Bu rapor, bazı devrilme noktalarının daha şimdiden, yani içinde bulunduğumuz 1,2-1,5C'lik ısınmada yaşandığını, 1,5C eşiğinin geçilmemesi için elimizden gelen her şeyi yapmak zorunda olduğumuzu gösterdi; “Mevcut ısınma düzeyinde bile, bu sistemler niteliksel olarak farklı durumlara geçmeye devam edecek.” 

“Sistem düzeyindeki değişiklik tahmin edilenden daha hızlı gerçekleşiyor. İncelenen her durumda, ani değişimlerin yirmi yıl önce öngörülenden daha erken ve/veya daha hızlı gerçekleştiği anlaşıldı.” 

“2001 tarihli IPCC raporu, Grönland ve Batı Antarktika buz tabakalarının 2100 yılına kadar önemli bir kütle kaybı yaşamayacağını öne sürmüştü ama her ikisi de şimdi devrilme noktalarında.” 

Dünya iklim sistemi ani bir değişim geçiriyor. Ve bunun faturasını eşi benzeri görülmemiş iklim felaketleriyle, açlıkla, yoksullaşmayla, giderek daha da derinleşen toplumsal eşitsizliklerle ödüyoruz. 

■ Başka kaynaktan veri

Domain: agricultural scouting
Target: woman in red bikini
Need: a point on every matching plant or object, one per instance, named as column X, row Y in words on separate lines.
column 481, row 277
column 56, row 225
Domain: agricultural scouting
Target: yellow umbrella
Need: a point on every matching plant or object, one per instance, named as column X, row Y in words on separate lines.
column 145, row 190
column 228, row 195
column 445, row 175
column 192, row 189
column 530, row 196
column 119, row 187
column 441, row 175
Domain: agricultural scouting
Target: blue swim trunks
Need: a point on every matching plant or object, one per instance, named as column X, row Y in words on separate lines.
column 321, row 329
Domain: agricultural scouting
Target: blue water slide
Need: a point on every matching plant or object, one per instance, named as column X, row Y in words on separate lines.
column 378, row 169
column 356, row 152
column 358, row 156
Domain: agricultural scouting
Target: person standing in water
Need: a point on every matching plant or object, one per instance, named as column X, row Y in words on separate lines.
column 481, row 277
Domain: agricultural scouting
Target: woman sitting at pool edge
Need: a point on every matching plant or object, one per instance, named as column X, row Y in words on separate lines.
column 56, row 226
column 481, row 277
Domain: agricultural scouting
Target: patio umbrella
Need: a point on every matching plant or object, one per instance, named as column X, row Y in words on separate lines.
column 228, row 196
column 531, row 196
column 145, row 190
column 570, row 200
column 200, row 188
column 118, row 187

Refahın az sayıda kişide yoğunlaştığı bir 'fosil yakıtlar ve krizler sistemi'nin iklim çöküşüne kendince bir yanıt üretebileceğini düşünmenin sonucu, son 30 yılın tüm iklim zirvelerinin boşa harcanmasıydı. Oxfam’ın geçtiğimiz günlerde yayımlanan raporu, Putin’in Ukrayna’yı işgali yüzünden büyüyen enerji ve gıda krizinin 2022’de 60 milyondan fazla aşırı yoksul yaratacağını gösterirken, petrol ve gaz devleri aynı günlerde rekor düzeyde kâr bildirimleri açıklamakla meşguldü. Milyonları yıkıma sürükleyen “başarılarından” kıvanç duyduklarını gösteriyor, kapitalizmin krizlerden beslendiğini kanıtlıyorlardı. 

Küresel iklim hareketinin sloganını unutmayalım: “Sistemi kökten değiştir!"

O köklü değişimi hemen bugün başlatabiliriz. İklim istihdamı tasarılarıyla gelebilecek bir yenilenebilir enerji dönüşümü paketinin maliyeti her ülkede geçerli olacak şekilde, 20 yıl boyunca her yıl toplam ekonominin, yani GSYH'nin yaklaşık yüzde 5'ine karşılık gelir. İşsizliği sonlandıracak, küresel ekonomiyi yenilenebilir enerjinin gücüyle dönüştürecek, yoksulluğu, açlığı tarihe gömecek bir değişimden bahsediyoruz. 

İnsanlığın geleceği, bugün atılacak o adımlara bağlı.